Person Positioning with Bounding Box We use this information for person recognition, as the position of each person in the video image is represented as a bounding box.
2.
Annotated class label and ID It is a text-based component. Each person has a distinctive identifier that is constant across all frames of the video.

In the next section, the student activity information of the proposed dataset is described.

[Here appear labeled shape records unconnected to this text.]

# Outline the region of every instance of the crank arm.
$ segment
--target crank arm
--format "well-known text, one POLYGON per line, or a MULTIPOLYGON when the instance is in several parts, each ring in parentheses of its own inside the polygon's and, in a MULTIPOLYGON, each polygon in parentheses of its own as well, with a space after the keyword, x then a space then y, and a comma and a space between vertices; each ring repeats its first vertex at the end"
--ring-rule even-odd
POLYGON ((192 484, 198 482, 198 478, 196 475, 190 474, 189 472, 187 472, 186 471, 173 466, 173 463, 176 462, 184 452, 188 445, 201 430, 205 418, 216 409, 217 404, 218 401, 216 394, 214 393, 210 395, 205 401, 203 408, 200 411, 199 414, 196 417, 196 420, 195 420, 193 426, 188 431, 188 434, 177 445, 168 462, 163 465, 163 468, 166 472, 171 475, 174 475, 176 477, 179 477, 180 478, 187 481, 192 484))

3.4 Student activity details

We design a person database composed of different actions performed by students in different academic contexts, e.g., classrooms, exam rooms, scenarios, a student copying an exam, a student taking a recording device outside the exam room, a student stealing a phone or other electronic devices such as a mouse or keyboard, a student stealing lab equipment, a student dispute on college campus, and a dispute between students, as shown in Fig. 4.

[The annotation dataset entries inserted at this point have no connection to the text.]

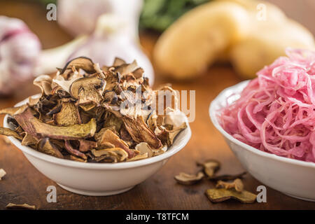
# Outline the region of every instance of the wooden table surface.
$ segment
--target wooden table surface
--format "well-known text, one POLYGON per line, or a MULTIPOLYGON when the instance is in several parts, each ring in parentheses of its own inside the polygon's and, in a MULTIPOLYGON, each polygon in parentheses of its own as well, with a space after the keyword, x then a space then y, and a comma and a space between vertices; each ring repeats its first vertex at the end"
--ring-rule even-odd
MULTIPOLYGON (((45 20, 46 10, 36 4, 0 1, 0 15, 23 19, 38 36, 43 48, 66 43, 71 36, 55 22, 45 20)), ((150 55, 156 34, 142 33, 141 42, 150 55)), ((156 74, 155 85, 169 82, 156 74)), ((132 190, 115 196, 88 197, 69 192, 41 174, 14 146, 0 139, 0 168, 7 175, 0 181, 0 209, 9 202, 34 204, 41 209, 314 209, 315 203, 288 197, 267 188, 267 203, 243 204, 235 201, 213 204, 204 191, 214 183, 204 181, 195 186, 177 184, 174 175, 180 172, 197 170, 195 162, 215 158, 223 164, 220 173, 235 174, 244 171, 220 133, 212 125, 208 108, 211 100, 224 88, 240 80, 230 66, 216 66, 195 80, 188 83, 173 82, 177 90, 196 90, 196 118, 190 124, 192 136, 188 145, 172 157, 157 174, 132 190), (48 203, 46 188, 57 188, 57 202, 48 203)), ((24 86, 12 97, 0 99, 0 108, 13 106, 27 96, 38 92, 36 87, 24 86)), ((2 123, 3 116, 0 122, 2 123)), ((290 178, 288 176, 288 178, 290 178)), ((244 179, 245 188, 255 192, 262 185, 251 175, 244 179)))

Table 4 The details of student activity of the proposed person dataset in the academic environment

Full size table

The number of samples for each student activity describe in Table 4. In total, the collection contains 600 video samples. The seven different student actions shown in Fig. 4. Table 5 and Fig. 5 describe more information about the relationship between student ID and suspicious behavior. The sample videos in the dataset contain individuals of different sizes and scales.

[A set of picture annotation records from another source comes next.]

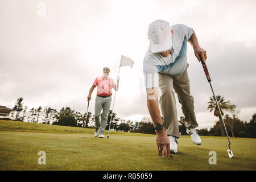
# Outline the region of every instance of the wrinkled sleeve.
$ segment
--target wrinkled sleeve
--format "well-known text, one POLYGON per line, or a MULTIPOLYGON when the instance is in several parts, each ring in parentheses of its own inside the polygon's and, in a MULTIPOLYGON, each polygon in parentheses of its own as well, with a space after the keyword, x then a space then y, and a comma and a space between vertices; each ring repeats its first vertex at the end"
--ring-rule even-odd
POLYGON ((95 79, 94 82, 93 82, 93 86, 96 87, 97 85, 98 85, 98 81, 97 81, 97 78, 96 78, 96 79, 95 79))
POLYGON ((143 62, 144 84, 146 89, 159 86, 158 71, 155 66, 143 62))
POLYGON ((185 35, 187 38, 187 40, 189 40, 191 37, 192 35, 194 33, 193 29, 191 27, 183 24, 179 24, 179 31, 180 34, 183 34, 185 35))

Table 5 The details of annotation id and their relationship for sample activity of the proposed person dataset in the academic environment

Full size table

In the proposed improved YOLOv5 architecture, the Scale Invariant Cross-Stage Partial Network (SCSP) is a neural network architecture that is designed to improve the detection of small objects. SCSP works by combining features from different stages of the improved YOLOv5 network. This allows the network to learn more robust features that are invariant to scale changes. SCSP also uses a partial convolution operation, which allows the network to focus on specific parts of the image. This is particularly useful for detecting small objects, which may only be partially visible in the image. Next, we have described the steps used in SCSP in improved YOLOv5:

1.
The improved YOLOv5 network is divided into a number of stages.
2.
Features from each stage of the network are extracted.
3.
The features from different stages are combined using a weighted sum.
4.
The combined features are then passed through a partial convolution operation.
5.
The output of the partial convolution operation is used to predict the bounding boxes for the objects in the image.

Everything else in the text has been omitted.